Plenary session by Diana Laurillard

This plenary talk discusses the challenges facing the teacher when using digital technology to enhance language learning.

About the session

Supporting the teacher as innovative learning designer

Teachers who wish to update and upgrade their teaching by using learning technologies have some difficult issues to confront, and we have to recognise that teachers deserve far more help with discovering how best to exploit digital methods. The presentation starts from the premise that only teachers have the knowledge, experience, and appropriate context for developing the new forms of pedagogy made possible by digital learning methods. Effective use of learning technology will not come about unless teachers are at the helm of innovation.

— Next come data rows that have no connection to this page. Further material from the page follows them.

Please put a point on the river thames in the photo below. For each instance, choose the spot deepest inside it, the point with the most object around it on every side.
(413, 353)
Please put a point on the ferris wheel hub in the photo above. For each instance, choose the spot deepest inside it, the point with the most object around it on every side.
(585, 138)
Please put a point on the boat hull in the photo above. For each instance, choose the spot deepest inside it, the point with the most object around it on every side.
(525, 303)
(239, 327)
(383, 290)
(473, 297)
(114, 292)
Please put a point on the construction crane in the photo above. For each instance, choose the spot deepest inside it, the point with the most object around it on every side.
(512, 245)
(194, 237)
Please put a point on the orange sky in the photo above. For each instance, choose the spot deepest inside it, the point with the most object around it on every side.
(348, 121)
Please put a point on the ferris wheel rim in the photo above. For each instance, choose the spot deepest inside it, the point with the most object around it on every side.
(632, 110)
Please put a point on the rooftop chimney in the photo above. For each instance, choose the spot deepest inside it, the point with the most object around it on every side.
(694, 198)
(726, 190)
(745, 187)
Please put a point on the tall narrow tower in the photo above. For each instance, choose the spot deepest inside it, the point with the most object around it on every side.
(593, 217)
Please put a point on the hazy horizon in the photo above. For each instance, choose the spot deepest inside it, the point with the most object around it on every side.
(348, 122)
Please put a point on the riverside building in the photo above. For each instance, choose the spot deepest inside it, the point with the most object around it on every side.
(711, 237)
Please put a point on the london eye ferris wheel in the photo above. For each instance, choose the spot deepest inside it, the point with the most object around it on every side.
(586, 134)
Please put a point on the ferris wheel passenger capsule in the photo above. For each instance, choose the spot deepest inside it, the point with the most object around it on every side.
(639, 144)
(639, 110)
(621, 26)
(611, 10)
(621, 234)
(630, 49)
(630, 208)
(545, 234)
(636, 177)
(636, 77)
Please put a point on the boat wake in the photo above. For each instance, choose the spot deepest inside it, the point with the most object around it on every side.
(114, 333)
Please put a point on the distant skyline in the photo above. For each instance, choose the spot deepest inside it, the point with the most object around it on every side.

In the context of TEFL, digital technologies can enhance the learning experience in so many different ways; through analytical tools, online communication through text, audio and video, multimedia presentations, digital games, virtual reality environments; almost every type of digital technology can enhance some aspect of language learning. There is so much language teachers could do with technology-based innovation. But this is a huge demand on teachers: to discover how to use new types of technology, which are changing continually, alongside delivering more and better teaching also demanded of them. The presentation will argue that we need to pay more attention to supporting the teacher as innovator, and will propose the kinds of tools and resources that are needed to help the language teaching community develop this new specialised knowledge and skill base.

About the speaker

Diana Laurillard is Professor of Learning with Digital Technologies at the London Knowledge Lab, Institute of Education, leading externally-funded research projects on: i) developing a learning design support environment for teachers, and ii) developing software interventions for learners with low numeracy and dyscalculia. This work relates closely to her roles as Pro Director for Open Mode learning, and as a founder member of the Planning Board for the cross-institutional Centre for Educational Neuroscience (IOE, Birkbeck, UCL). Previous roles include: Head of the e-Learning Strategy Unit at the Department for Education and Skills,where she developed the first cross-sector e-learning strategy on Harnessing Technology; Pro-Vice-Chancellor for learning technologies and teaching at The Open University, Visiting Committee on IT at Harvard University and previously worked on the Technology Enhanced Language Learning programme. Current roles include: Royal Society Working Group on Educational Neuroscience, Boards of the Observatory for Borderless HE, Supervisory Council for Fern Universitaet in Hagen, Governing Board of the UNESCO Institute for IT in Education. She has given many international keynote addresses, published in many academic journals and books, and her book Rethinking University Teaching: A conversational framework for the effective use of learning technologies (2002, RoutledgeFalmer) is one of the most widely cited in the field.